You've got equity crowdfunding -- where people actually invest their money into private companies online.
You've got marketplace lending (also called peer to peer lending) -- where people lend small increments of money out to borrows and make a return on their loans.
LendingClub is the largest player in this space (and recently floated its shares on to the stock market).
Lastly, you've got donation crowdfunding -- which, like it sounds, is based on people raising money for personal reasons and convincing backers that their causes are a worthwhile reason on which to spend their money.
The largest player in the personal crowdfunding / donation crowdfunding space is GoFundMe (read my in-depth review of GoFundMe) and the company itself just got funded. Big time.
GoFundMe's big payday
The company focuses on running campaigns for individuals looking to raise money for a personal cause. It may be to raise tuition to send a kid to college or to pay hospital costs.
Over time, Kickstarter and Indiegogo -- two leaders in the rewards crowdfunding space -- drifted away from these types of personal campaigns in favor of cool tech projects or novel video games. This left a big opportunity for a player like GoFundMe to really expand in the personal fundraising space.
And expand they did -- the company is reportedly raising $100 million every month for fundraising campaigns on its platform.
This success hasn't escaped the notice of large investors, either. It's been rumored for some time that GoFundMe was raising money to fund its own growth at a very lofty valuation -- sources said that the company was worth upwards of half a billion dollars ($500 million).
But today, the Wall Street Jounral published a shocker: that the crowdfunding site's founders Brad Damphousse and Andy Ballester have decided to sell a controlling stake to the investor group that is leading its latest financing round. On top of that, TechCrunch just last week said that the value of the company had probably risen to over $600 million dollars.
The future for GoFundMe and crowdfunding
The way this deal is being structured means that the founders, two young and fun guys (both in their early 30s), will be replaced with a team handpicked by the new investors. (It also means these two founders of GoFundMe are probably fabulously wealthy by now.)
Following the deal, the founders will step down from the day-to-day oversight of the company but retain board seats, Damphousse said.
In their place, former Yahoo and Groupon executive Rob Solomon is heading a new leadership team at GoFundMe and plans to establish an office in Silicon Valley. Solomon, who was chief operating officer at Groupon for its fastest period of growth, will leave his current role as venture partner at Accel to become GoFundMe’s chief executive when the deal closes. (Source: Wall Street Journal)
In a lot of ways, this is the maturing of the crowdfunding industry.
What was started by young men and women with a view of democratizing the ways individuals and small businesses raise money is being taken over by corporate suits.

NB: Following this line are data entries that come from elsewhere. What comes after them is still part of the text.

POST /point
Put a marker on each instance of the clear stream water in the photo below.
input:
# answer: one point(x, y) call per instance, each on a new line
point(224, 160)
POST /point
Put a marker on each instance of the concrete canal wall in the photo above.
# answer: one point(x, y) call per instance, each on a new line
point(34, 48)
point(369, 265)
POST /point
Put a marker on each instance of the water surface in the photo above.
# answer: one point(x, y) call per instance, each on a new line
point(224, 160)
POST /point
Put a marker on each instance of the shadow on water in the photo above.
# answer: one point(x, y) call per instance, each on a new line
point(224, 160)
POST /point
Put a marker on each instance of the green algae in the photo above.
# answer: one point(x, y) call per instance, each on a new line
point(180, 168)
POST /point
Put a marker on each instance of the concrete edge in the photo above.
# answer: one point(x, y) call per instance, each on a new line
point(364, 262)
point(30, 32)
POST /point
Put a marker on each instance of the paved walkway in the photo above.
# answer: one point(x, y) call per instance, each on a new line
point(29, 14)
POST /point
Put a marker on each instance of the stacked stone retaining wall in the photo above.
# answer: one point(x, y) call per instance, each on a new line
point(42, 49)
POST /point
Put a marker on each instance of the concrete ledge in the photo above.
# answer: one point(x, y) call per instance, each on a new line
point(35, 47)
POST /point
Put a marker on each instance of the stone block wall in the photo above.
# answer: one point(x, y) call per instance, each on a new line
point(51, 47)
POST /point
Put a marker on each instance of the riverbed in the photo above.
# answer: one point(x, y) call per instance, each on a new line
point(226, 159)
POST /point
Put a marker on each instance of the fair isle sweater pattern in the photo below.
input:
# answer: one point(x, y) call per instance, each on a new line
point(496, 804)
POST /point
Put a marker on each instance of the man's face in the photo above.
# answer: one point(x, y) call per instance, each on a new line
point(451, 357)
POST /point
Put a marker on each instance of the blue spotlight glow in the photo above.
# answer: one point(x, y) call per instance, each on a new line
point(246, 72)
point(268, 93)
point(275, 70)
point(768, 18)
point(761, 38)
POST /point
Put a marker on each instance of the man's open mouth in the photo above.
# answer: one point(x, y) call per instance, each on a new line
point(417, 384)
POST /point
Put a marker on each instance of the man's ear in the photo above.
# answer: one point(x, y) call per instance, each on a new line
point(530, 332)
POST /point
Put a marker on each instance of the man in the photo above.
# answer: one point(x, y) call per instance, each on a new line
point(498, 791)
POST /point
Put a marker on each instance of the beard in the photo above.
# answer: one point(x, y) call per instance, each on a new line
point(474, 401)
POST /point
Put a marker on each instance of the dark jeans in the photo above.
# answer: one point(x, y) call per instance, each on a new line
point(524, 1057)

That's not necessarily a bad thing but it does point to the fact that these crowdfunding platforms are real businesses (it was estimated that GoFundMe had made about $60 million in revenue since it launched).
In an interview, Solomon said the service has an opportunity to make donations and charity fundraising more efficient by tapping into more social networking and mobile applications.
“I think we can become the giving layer of the Internet,” Solomon said. “In North America alone, nonprofits are a $300 billion-a-year industry. There’s a lot of fat in there. If we do our jobs well, we can remove friction as it relates to giving.”